Il debutto di Jordan Watson e la missione dell’arte. L’intervista
Questo è il tuo debutto pubblico ufficiale: l’hai trovato diverso da ciò che hai fatto in precedenza?
Questo debutto sembra molto diverso, quasi come entrare in un nuovo paesaggio. Il mio lavoro passato ha sempre riguardato la curatela, la direzione o il supporto di altre voci, la creazione di una cornice attorno alla visione di qualcun altro. Suppongo di essere stata come una guida, che aiutava gli altri a trovare la loro strada attraverso il lavoro. Ora sembra quasi intimo. Non sto preparando la scena per qualcun altro, sono io la scena. Sto condividendo la mia prospettiva direttamente, senza quello strato di curatela nel mezzo. È diverso, perché non c’è velo; sono solo io, che metto in mostra qualcosa di completamente mio. C’è un’onestà in questo, una vulnerabilità, che cambia l’intero processo. Sembra di dipingere su una tela più grande, e la posta in gioco è più alta, ma c’è qualcosa di emozionante in questa esposizione, nel lasciare che le persone vedano l’opera come un’estensione di me stesso.

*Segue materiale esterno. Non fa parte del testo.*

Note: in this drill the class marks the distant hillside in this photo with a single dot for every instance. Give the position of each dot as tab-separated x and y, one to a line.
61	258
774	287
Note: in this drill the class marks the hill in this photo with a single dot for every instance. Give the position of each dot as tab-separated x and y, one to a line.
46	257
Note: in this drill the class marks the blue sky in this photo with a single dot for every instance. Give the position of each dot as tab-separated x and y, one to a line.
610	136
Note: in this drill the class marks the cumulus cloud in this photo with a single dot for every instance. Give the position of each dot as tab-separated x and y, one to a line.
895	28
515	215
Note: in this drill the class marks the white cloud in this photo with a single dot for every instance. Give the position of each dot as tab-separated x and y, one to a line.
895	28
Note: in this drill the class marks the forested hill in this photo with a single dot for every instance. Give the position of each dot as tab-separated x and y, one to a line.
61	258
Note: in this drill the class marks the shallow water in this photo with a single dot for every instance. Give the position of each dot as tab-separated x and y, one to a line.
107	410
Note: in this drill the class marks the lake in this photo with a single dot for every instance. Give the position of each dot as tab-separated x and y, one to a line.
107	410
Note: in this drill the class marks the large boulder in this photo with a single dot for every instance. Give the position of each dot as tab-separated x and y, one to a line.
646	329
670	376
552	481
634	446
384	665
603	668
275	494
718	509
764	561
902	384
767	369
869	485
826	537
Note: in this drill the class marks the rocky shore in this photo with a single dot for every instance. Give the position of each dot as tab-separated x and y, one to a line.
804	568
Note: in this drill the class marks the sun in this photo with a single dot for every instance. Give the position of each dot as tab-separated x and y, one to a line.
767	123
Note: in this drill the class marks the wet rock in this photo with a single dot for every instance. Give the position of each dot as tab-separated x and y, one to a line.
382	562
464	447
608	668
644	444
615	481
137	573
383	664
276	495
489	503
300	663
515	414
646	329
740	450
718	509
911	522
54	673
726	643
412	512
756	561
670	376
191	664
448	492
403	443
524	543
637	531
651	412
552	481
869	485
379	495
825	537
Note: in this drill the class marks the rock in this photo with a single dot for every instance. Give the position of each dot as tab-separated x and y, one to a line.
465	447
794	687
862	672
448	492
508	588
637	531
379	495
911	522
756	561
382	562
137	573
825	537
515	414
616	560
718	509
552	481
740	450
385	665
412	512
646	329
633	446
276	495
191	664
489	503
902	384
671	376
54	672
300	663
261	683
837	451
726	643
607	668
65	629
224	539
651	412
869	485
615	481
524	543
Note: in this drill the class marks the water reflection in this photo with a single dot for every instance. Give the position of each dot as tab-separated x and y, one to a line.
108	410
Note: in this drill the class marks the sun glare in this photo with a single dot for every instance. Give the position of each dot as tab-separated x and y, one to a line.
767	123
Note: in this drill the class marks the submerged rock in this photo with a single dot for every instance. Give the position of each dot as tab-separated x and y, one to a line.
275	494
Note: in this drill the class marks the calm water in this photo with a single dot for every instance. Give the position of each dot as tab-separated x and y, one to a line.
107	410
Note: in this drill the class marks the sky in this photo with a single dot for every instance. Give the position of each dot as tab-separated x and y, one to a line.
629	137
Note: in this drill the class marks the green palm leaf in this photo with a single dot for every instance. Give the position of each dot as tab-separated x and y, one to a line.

Con questa mostra, rendi omaggio a Octavia Butler e all’afrofuturismo, concentrandoti sulle vite dei neri e promuovendo un cambiamento di prospettiva: senti mai di stare andando controcorrente?
Assolutamente, ho sempre sentito quell’impulso ad andare controcorrente. Penso che l’arte debba sfidare la corrente, mettere in discussione ciò che vediamo e rimodellare ciò che è familiare. È qui che il lavoro di Octavia Butler risuona profondamente con me. Ho chiamato questa mostra in suo onore perché ha capito che le narrazioni non devono essere lineari o limitate dalle convenzioni: piegava costantemente le regole, costruendo mondi che non rientravano nei confini stabiliti ma che sembravano appartenere al passato, al presente e al futuro tutti in una volta, ed è esattamente ciò che voglio evocare con questi dipinti. Ho sempre cercato di costruire la mia narrazione, di creare immagini che sembrassero senza tempo, scene che potrebbero esistere in modo altrettanto vivido cinquant’anni fa o tra cento anni. Per me, centrare le vite dei neri in questo lavoro significa creare un cambiamento di prospettiva che vada oltre qualsiasi momento particolare nel tempo. Voglio che i dipinti abbiano lo stesso senso di permanenza e possibilità che avevano i mondi di Butler, che esistano sia come tributo alla sua visione sia come esplorazioni senza tempo dell’eccellenza e della resilienza dei neri. Questo lavoro può andare controcorrente, ma penso che sia lì che vive la vera arte: sfidando le aspettative, ritagliandosi il proprio spazio nella storia.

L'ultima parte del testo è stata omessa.